La course à l’abîme d’Asmik Grigorian dans Butterfly au Metropolitan Opera de New York

Xl_madama_butterfly_metropolitan-opera-2024-asmik-grigorian_jonathan-tetelman-c-evan_zimmerman_01 © Photo: Evan Zimmerman / Met Opera

La soprano a brulé les planches dans les actes II et III de la reprise, dans la mise en scène de Madame Butterfly d’Anthony Minghella. Elle était, de surcroît, très bien accompagnée par Jonathan Tetelman, Elizabeth DeShong et Lucas Meachen. La direction s’est avérée tantôt pertinente, tantôt en déficit de tension.   

Asmik Grigorian est, actuellement, reconnue comme l’une des grandes titulaires du rôle de Butterfly. Cependant, sur la scène du Metropolitan Opera, au moment de l’entrée en scène de la jeune Cio Cio San, la voix, certes souple, se révèle assez sèche et les accents naturellement graves de la soprano tranchent alors avec la personnalité de cette jeune fille juvénile, voire éthérée. Incontestablement, l’héroïne semble alors un peu trop mature pour ses 15 ans. En dépit d’une notable longueur de souffle, son « Ancora un passo or via » donne à entendre des aigus pas toujours stables, et les sons piani sont rares. 

Dans la suite de l’acte I, la voix de la soprano se libère ensuite peu à peu, et l’artiste affiche un bel équilibre entre force et sensibilité. Pour autant, le duo avec Pinkerton (il est vrai dirigé de manière assez neutre par la cheffe) vaut principalement par le talent et l’intensité du chant des deux interprètes, sans atteindre, néanmoins, les sommets attendus dans ce duo d’amour si typiquement puccinien. 

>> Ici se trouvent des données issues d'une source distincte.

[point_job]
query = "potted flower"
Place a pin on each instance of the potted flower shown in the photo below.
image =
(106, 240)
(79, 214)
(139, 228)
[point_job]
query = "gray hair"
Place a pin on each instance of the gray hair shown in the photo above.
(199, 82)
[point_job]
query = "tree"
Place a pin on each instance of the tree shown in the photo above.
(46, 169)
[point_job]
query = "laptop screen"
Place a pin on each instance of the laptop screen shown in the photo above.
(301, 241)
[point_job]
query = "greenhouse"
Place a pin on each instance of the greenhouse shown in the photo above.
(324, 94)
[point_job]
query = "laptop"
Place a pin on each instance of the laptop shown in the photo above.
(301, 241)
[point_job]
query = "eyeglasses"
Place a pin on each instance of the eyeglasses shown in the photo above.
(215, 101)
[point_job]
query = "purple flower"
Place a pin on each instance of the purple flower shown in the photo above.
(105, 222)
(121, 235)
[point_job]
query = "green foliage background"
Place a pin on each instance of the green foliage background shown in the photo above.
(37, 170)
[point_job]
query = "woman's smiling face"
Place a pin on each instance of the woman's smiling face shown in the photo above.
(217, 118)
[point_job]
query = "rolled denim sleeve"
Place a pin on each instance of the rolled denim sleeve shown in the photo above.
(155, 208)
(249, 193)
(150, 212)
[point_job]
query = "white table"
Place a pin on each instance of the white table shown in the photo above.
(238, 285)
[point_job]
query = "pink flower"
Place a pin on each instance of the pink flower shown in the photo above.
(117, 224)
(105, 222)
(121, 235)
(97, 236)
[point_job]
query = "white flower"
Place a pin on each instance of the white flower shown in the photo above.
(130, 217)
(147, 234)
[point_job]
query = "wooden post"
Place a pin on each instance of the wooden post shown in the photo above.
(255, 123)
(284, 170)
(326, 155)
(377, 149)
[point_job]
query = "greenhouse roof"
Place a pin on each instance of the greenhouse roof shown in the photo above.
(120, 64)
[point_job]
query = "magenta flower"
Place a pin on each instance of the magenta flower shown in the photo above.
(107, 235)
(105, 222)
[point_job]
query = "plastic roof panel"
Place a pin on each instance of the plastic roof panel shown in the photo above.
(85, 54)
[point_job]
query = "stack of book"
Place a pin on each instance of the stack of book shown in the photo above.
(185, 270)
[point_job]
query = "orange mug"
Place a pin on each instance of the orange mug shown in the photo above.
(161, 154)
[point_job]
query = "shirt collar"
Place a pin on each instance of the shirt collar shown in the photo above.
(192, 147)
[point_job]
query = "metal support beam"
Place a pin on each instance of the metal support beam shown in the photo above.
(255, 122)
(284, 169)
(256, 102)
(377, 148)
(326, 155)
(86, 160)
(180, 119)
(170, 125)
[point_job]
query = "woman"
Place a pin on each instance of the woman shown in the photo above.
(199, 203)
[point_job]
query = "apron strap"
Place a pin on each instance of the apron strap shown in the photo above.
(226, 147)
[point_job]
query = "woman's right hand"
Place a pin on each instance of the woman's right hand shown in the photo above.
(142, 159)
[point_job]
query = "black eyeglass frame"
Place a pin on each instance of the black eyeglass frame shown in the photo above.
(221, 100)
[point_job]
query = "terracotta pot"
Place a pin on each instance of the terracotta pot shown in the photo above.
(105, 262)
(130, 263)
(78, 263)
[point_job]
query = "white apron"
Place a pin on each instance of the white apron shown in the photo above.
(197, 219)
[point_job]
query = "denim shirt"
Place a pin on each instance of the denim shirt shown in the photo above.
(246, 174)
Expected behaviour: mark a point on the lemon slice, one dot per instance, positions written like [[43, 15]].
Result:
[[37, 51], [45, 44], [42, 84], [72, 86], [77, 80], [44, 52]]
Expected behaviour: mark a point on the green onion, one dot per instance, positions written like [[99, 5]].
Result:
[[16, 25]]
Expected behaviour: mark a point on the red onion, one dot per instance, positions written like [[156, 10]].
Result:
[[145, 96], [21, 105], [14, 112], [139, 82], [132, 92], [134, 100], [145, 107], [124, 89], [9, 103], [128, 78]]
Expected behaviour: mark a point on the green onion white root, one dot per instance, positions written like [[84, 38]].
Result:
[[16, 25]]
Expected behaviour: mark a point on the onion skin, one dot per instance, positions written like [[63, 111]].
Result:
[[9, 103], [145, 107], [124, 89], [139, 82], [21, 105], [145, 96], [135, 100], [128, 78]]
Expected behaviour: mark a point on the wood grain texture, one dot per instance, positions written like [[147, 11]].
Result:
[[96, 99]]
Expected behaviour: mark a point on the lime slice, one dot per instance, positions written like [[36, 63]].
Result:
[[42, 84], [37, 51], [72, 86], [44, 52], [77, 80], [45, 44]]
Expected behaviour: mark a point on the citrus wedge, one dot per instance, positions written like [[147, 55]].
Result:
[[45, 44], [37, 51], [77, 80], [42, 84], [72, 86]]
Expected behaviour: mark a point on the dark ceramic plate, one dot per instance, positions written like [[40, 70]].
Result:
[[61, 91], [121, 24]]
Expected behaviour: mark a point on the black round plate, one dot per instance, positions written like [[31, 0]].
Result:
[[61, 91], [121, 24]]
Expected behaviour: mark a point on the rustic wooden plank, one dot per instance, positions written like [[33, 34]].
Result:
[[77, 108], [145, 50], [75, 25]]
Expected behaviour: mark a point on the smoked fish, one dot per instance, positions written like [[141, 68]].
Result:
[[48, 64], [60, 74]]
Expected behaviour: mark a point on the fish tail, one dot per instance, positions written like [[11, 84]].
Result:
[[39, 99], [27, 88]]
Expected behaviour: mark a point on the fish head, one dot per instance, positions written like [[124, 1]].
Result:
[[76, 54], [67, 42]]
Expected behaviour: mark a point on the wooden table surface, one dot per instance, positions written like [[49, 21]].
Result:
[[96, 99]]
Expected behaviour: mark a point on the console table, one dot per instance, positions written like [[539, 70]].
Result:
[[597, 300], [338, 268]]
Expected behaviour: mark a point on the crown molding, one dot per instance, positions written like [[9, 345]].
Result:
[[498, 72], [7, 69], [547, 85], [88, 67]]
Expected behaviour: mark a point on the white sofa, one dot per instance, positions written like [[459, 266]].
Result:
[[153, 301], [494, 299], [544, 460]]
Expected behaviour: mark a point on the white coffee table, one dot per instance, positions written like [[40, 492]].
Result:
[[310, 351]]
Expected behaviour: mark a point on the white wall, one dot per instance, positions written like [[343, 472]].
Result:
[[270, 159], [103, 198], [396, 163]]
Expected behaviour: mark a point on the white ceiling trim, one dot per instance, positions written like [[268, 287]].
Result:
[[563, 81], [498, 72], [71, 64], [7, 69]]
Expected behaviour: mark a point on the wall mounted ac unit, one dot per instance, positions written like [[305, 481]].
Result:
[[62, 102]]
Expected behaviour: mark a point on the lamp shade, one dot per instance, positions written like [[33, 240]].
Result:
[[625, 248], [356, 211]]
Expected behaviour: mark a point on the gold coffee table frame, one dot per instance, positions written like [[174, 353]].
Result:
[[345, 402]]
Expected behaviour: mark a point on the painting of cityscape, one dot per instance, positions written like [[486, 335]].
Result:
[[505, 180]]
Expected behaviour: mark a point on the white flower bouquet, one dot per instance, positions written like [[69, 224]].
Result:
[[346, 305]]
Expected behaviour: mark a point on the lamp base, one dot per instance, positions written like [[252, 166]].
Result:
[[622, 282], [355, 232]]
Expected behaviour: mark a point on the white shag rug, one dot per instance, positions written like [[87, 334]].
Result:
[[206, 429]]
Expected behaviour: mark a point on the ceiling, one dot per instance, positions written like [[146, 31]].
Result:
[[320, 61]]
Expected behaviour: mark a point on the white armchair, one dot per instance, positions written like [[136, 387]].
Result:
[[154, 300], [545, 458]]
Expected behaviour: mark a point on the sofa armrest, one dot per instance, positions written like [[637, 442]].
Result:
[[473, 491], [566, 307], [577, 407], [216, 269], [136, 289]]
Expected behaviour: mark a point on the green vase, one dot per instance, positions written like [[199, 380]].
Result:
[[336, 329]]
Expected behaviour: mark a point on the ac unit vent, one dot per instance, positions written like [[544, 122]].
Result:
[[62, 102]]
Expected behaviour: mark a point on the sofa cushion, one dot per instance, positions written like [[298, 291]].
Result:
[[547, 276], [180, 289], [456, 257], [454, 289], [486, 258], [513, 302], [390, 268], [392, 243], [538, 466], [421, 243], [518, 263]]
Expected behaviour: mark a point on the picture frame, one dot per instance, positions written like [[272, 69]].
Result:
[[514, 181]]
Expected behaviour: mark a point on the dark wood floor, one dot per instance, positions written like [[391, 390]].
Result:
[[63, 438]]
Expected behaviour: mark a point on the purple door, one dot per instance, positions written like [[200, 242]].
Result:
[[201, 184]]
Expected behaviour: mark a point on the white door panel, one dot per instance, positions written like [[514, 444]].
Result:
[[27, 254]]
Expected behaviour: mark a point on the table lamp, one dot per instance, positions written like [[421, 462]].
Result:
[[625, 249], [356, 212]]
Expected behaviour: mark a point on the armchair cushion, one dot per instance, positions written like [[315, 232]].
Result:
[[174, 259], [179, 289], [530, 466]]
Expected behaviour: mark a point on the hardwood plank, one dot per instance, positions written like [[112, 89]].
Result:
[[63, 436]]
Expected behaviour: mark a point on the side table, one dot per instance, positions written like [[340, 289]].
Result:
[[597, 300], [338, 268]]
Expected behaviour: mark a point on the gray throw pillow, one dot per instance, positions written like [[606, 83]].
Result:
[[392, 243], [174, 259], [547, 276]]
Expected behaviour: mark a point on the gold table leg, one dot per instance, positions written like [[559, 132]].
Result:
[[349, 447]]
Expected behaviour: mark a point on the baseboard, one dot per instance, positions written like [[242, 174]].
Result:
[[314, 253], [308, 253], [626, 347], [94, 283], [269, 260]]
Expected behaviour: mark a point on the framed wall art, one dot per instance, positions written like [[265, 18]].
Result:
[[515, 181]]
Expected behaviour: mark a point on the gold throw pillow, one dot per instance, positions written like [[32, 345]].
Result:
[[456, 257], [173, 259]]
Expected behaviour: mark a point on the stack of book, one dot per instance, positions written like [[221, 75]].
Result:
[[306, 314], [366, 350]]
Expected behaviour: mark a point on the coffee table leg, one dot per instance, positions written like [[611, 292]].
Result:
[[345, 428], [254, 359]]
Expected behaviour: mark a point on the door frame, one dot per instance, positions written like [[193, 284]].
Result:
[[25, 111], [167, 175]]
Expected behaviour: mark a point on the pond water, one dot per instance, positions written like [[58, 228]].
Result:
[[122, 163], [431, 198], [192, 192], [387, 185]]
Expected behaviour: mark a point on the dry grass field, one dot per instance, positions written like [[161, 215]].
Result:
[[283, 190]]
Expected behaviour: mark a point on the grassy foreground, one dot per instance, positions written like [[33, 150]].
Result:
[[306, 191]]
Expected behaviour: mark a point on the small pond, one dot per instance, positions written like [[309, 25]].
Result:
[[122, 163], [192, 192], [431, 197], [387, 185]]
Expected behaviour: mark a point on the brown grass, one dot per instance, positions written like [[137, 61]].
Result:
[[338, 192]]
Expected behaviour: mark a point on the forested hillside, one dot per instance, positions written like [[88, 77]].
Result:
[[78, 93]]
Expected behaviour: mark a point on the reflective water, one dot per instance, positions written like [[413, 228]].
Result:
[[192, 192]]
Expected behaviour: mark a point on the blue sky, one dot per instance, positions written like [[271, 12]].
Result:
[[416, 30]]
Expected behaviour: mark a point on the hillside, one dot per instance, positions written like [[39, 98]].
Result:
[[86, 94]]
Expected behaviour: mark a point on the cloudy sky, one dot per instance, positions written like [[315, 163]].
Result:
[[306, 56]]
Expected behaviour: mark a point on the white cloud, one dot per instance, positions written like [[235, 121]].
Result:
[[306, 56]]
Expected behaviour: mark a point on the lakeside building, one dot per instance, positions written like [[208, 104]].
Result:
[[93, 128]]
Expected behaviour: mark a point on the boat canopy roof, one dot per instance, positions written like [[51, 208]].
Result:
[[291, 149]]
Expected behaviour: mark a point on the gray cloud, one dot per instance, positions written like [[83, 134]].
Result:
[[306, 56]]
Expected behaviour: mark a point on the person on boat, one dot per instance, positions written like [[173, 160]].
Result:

 Dès le début du deuxième acte, Asmik Grigorian apparaît comme transfigurée, car on prend alors conscience de ce qui va faire la singularité et la richesse de sa Butterfly, cette maturité précoce d’une jeune femme dont le volontarisme va croissant, une progression intérieure dont l’aboutissement, le suicide, semblera comme une évidence. De son « Un bel di vedremo », elle fait ressortir chaque mot et, du rêve qu’elle fait, émerge, cependant, une forme de gravité, d’incrédulité qui s’achève sur un aigu puissant et fantastique sur « Io, con sicura fede l’aspetto » (« Avec une confiance sûre, je t’attends »).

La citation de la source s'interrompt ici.